Futures in New York fell around 1% to below $37 a barrel after climbing for the first time in three days in the previous session. A new outbreak in Beijing and sharp increases in infections in some U.S. states including Arizona and Florida are adding to nervousness that the worst of the pandemic is yet to come.
Those concerns are being partly assuaged by evidence OPEC+ members are complying with extended production curbs. Saudi Arabia cut term supplies to some Asian refiners by as much as 40% and Iraq said it will make deep reductions. The Federal Reserve, meanwhile, said it would start buying a broad portfolio of corporate bonds, aiding sentiment across financial markets.
Crude has rebounded rapidly from its plunge below zero in April as the OPEC+ production cuts kicked in and American production fell. However, the rally fizzled out last week as second-wave concerns surfaced and the market may need to see more of a broad recovery in consumption to push significantly higher. A White House plan to spend nearly $1 trillion on infrastructure could also be positive for prices if it eventuates.
Oil prices have the opportunity to move higher if the recovery stays on track and production doesn’t increase, said Jeffrey Halley, a senior market analyst for Asia Pacific at Oanda in Singapore. However, the re-imposition of large-scale shutdowns in China or the U.S. due to the virus is a downside risk, he said.
West Texas Intermediate crude for July delivery fell 0.6% to $36.90 a barrel on the New York Mercantile Exchange as of 11:58 a.m. in Singapore. It’s risen around 4% so far in June after surging 88% in the previous month.
Brent for August delivery declined 0.5% to $39.52 on the ICE Futures Europe exchange after advancing 2.6% in the previous session.

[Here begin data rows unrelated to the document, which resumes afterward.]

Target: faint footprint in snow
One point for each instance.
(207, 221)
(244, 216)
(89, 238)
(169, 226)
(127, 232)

The contract was 81 cents cheaper than November futures, compared with 82 cents on Monday, a market structure known as contango that signals supplies are still ample.
OPEC and its allies have agreed to maintain production cutbacks amounting to about 10% of global supply through next month, and will hold committee meetings on Wednesday and Thursday to assess their impact.
In a sign that U.S. fuel demand may be improving, gasoline futures are once again rallying when massive oil refineries shut down. Houston gasoline climbed to a three-month high Monday after Motiva Enterprises LLC shut a key unit making the motor fuel at the largest U.S. refinery in Port Arthur, Texas. Meanwhile, shale production is still in retreat, with the Energy Information Administration forecasting it will fall further next month.
“Oil in the $30s is not good enough to spur new investment in shale, and hence decline rates will dominate in the near term,” said Suvro Sarkar, a vice president of group research at DBS Bank Ltd. “We don’t expect a rebound in U.S. shale production over the next few months.”